Mobile health in Sierra Leone: Evidence and implications for health systems

mHealth in Sierra Leone

Sierra Leone has taken important steps over the last decade towards improving the health status of its people; the launch of the Free Healthcare Initiative (FHCI) in 2010 was a major milestone that made healthcare services available free of charge for pregnant and lactating women and children under five years. But the current maternal and newborn health statistics illustrate that the health system still faces challenges.

There is a need to increase demand, improve healthcare provision, and facilitate the connection between communities and healthcare providers.

These challenges and the need for stronger involvement of communities and better communication between these and health workers came even more to the forefront during the current Ebola crisis.

Mobile communication technologies are rapidly spreading globally and Africa is no exception.

It is an opportune time to use this technology development as a platform for public health interventions.

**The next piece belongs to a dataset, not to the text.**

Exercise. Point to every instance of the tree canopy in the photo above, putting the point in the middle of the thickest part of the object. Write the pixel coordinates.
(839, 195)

But the evidence for how best to use mobile communication technology for health (called mobile health, abbreviated as mHealth) is still sparse.

This technical brief summarises a mobile health intervention research in Bombali district, in north-west Sierra Leone. It describes how health providers were connected to clients through mobile telephones (the interventions), and the assessment of these interventions (the findings regarding results and impact). This technical brief provides recommendations for healthcare providers and policy-makers interested in adopting mobile health interventions to advance maternal and newborn health.